O seu quarto de hotel, em Belleville, torna-se a sua «última trincheira», o refúgio onde escreverá narrativas inspiradas na sua própria existência, designadamente os três contos publicados, agora, em “Abismo e outros Contos” (Antígona, 2013): “Um Crime”, “O Bom Samaritano” e “Abismo”. Três textos onde se sente uma juventudeem rebeldia, que terão sido o ensaio para “Les Coups”, romance publicado em 1941 pela editora Gallimard a partir do conselho entusiasta de Raymond Queneau.

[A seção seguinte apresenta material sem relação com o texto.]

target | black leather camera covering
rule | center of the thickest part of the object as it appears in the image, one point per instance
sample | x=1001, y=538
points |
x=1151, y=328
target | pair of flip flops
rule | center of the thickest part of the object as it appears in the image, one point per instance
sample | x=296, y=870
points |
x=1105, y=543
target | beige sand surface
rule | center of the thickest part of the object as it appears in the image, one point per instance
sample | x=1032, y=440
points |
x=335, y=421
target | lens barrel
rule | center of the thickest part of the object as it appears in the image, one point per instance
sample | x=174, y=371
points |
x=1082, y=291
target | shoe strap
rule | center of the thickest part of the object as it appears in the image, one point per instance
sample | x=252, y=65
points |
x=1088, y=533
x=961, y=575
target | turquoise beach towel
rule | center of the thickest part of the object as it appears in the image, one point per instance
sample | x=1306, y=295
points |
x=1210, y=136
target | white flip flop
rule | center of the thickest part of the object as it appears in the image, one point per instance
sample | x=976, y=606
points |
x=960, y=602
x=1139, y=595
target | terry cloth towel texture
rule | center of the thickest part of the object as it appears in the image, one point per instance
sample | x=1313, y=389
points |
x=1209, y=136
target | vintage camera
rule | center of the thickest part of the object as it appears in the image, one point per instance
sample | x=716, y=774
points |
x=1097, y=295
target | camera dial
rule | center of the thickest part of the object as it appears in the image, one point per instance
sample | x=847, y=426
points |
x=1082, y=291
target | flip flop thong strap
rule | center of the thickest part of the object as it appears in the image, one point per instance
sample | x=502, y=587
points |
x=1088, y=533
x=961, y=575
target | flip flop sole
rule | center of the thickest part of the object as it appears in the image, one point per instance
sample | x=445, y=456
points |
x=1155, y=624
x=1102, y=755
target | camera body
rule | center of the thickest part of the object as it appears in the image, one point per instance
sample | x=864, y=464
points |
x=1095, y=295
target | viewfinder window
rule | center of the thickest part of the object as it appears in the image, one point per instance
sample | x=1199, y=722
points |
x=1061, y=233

“Um Crime” acompanha o dia-a-dia de um representante de máquinas de escrever, que percorre a pé os subúrbios de Paris com uma máquina debaixo do braço, aliando o pouco jeito que demonstra para as vendas com um sentido ético que não lhe permite enveredar por golpes e estratagemas que levam à venda certa – uma espécie de golpe cujas consequências serão resolvidas pelo departamento jurídico da empresa. Porém, quando a sobrevivência dita as suas leis, há que mudar de paradigma, mesmo que no final o sentimento de culpa prevaleça; “O Bom Samaritano”, conto passado num posto de polícia à entrada de um campo militar, pode ser lido como uma metáfora à entreajuda, e de como o bom samaritano pode surgir de onde menos se espera; “Abismo” é o grito de revolta perante a oragnização da sociedade. Dedicado a todos os derrotados e solitários do mundo, traça a espiral de loucura de um jovem mergulhado na penúria, definhando aos poucos num quarto de hotel até que o suicídio surge como a única porta possível de transpor.

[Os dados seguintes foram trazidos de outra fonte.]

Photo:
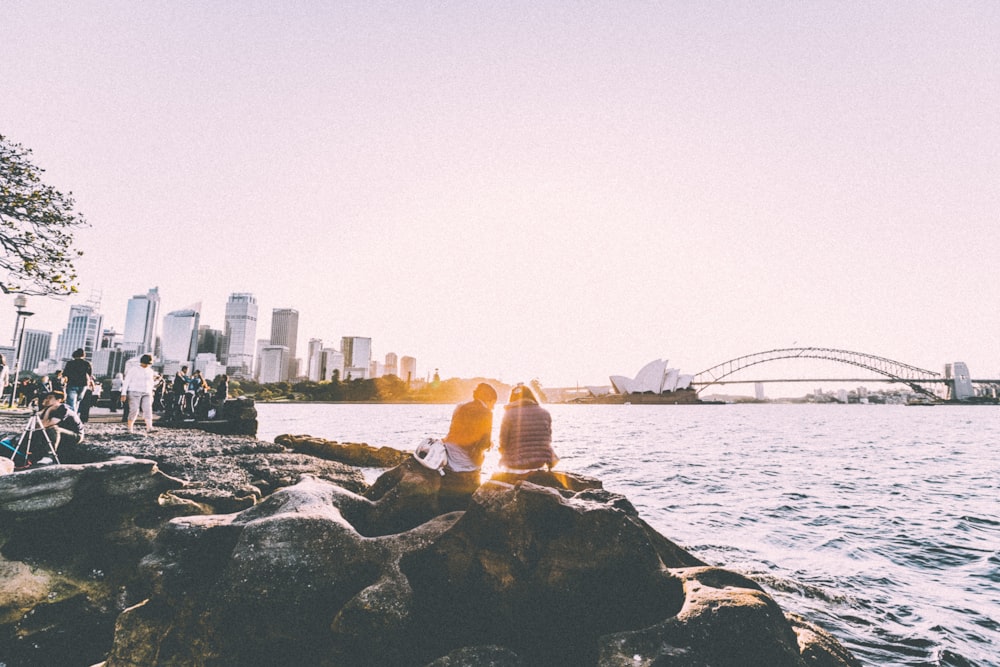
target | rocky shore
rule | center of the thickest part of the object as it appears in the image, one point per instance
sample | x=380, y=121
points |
x=190, y=548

Jean Meckert é autor de uma escrita directa, despojada e carregada de raiva contra a sociedade, mantendo aceso um espírito de revolta que, à primeira oportunidade, não deixará de se manifestar. “Somos aquilo que escrevemos”, diz-se por vezes nos corredores da literatura. No caso de Jean Meckert, esta máxima foi um modo de vida.